Imprescindible resulta, en ese florilogio que el visitante pergeña, una visita a Nara, en las cercanías de Kioto, todo un conjunto Patrimonio de la Humanidad.
El templo shintoista-budista posee una gracia peculiar. Se trata, pienso, de la gracia de moles macizas -poque, bien mirado, son moles macizas- con un aire lejano de Románico de última época que, no obstante, resultan gráciles. Son moles livianas, son monstruos que danzan. Si hubiera de buscar alguna metáfora plástica, diría que son como una Quinta Sinfonía de Beethoven tocada con maracas, como una piedra pómez cuyo contacto suscitara un agradable cosquilleo. Aúna el templo shintoista, pues, solemnidad y gracilidad, densidad y fragilidad, suntiosidad y frivolidad. Es el alma oriental, en realidad, una insólita amalgama de estas contradictorias cualidades.
¿Qué me dicen de ese templo que se yergue tras Ana? Coronado por una especie de dorada cornamenta no consigue, no sabe inspirar pavor alguno, dada la sutilidad de las formas. La curva dulce de las techambres confiere al templo un no sé qué de etéreo. El mamotreto adquiere así un halo de delicadeza. Piénsese, además, que es Nara el lugar por donde, entre tanto templo entre ciclópeo y primoroso, campan los ciervos. El ciervo salvaje hecho, como quien dice animal doméstico. He ahí el contraste del templo -y del carácter- nipón.
Observen, observen detenidamente la pagoda de cuidadosos tallados y sutiles formas de Kiyomizu-dera, en Kioto.
Sólo el templo japonés -esta es mi teoría de hoy- puede conseguir que el visitante comprenda el código bushido y, por extensión, la idiosincrasia oriental. Como bien saben, los americanos quedaron asombrados en la II Guerra Mundial por la fiereza con la que los japoneses luchaban, por la abnegada forma de entregar hasta la última gota de sangre. El oriental, podría pensarse, de tan mansas maneras, no es ser nacido para el combate. El responsable de tan bravo comportamiento fue el código bushido. Se rescató, para la lucha contra los yanquis, el que había sido el prontuario de los antiguos samurais. Este prontuario ordenaba aceptación del estatus recibido al nacer sin que esto conlleve dejación del esfuerzo diario e inexcusable para mejorarse a uno mismo. Ordenaba ser leal en toda circunstancia a los mayores de la familia y valorar los ancestros. Ordenaba un metódico entrenamiento en las artes de la guerra mediante la disciplina para con el cuerpo y el alma. Cualquier parecido con lo que podríamos considerar la moral occidental contemporánea resulta pura coincidencia.

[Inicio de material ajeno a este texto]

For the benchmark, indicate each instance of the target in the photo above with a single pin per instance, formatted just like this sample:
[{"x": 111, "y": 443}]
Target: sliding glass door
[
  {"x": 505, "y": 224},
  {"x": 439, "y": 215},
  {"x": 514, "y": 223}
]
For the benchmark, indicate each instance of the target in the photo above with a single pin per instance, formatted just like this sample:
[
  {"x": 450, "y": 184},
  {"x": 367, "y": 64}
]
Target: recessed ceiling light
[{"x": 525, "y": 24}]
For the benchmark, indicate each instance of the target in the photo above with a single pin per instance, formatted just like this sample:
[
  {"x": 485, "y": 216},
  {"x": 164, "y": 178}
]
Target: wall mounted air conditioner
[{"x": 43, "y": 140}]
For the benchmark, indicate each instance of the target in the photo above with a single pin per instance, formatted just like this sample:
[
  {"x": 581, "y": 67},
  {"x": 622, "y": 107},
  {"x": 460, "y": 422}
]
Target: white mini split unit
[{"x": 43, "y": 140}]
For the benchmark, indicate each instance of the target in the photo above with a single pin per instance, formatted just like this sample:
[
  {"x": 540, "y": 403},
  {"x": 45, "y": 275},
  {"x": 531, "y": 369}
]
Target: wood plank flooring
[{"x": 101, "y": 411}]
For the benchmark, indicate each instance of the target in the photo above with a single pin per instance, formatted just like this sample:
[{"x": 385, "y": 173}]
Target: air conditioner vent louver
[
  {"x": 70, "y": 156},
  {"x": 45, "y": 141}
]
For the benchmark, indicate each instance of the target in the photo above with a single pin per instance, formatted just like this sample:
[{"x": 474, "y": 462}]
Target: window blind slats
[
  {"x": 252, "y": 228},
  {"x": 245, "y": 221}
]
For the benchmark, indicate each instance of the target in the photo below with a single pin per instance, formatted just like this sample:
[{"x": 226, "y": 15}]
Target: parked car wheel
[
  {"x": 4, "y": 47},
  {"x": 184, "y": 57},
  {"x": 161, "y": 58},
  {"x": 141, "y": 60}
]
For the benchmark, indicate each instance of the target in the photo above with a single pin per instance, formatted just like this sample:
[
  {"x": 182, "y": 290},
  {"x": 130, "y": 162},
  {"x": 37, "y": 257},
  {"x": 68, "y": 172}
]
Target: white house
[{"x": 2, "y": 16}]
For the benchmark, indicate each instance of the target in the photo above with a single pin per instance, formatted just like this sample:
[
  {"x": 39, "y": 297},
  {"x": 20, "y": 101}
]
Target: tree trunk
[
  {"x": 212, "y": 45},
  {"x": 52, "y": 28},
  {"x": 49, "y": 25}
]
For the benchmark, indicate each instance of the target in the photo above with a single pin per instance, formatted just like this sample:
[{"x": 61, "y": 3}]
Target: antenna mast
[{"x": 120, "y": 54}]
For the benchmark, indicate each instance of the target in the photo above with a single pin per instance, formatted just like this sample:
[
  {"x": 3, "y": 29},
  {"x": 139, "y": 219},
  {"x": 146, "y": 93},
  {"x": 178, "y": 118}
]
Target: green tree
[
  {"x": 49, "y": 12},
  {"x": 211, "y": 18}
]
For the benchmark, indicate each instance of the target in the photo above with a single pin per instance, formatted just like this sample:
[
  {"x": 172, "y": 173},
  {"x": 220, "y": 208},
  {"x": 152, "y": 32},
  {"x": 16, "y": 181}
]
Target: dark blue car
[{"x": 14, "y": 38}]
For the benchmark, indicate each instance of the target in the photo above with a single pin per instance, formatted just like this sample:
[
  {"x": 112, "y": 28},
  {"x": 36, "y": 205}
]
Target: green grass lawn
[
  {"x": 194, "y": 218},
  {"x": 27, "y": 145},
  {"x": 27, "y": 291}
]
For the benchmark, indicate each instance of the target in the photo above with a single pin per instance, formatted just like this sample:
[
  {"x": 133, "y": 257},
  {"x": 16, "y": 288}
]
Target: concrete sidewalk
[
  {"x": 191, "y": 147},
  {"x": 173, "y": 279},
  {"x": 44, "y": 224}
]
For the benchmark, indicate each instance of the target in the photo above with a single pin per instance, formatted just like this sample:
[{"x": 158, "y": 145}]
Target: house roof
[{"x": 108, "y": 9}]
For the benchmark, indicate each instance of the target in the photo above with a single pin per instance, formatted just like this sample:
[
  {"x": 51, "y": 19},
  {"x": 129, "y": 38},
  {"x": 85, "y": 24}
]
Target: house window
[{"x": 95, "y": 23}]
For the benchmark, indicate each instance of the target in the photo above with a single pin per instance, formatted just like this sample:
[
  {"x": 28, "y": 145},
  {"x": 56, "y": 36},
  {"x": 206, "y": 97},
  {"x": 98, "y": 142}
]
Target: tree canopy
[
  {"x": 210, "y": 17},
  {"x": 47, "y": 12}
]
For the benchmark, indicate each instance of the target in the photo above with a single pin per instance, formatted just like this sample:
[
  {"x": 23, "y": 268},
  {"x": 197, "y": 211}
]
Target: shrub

La majestuosidad con la que Ana posa ante los templos majestuosos de Kiyomizu-dera me traía a mí a la cabeza lo majestuoso -en su plenitud de significado- del bushido. Y pensaba yo que así se podría resumir dicho breviario: Para con los demás, sinceridad y honradez; para con tus mayores y superiores, deber y lealtad; para con tu nación, honor y valor; para contigo mismo, disciplina y valor.
Ay, si un código remotamente semejante a ese rigiera una mínima parte de nuestras existencias, individuales y gregarias... Relean de nuevo ese puñado de preceptos, deléitense en la elegancia garbosa del templo shinto y díganme, si se atreven, que el Imperio del Sol Naciente tiene poco que enseñarnos.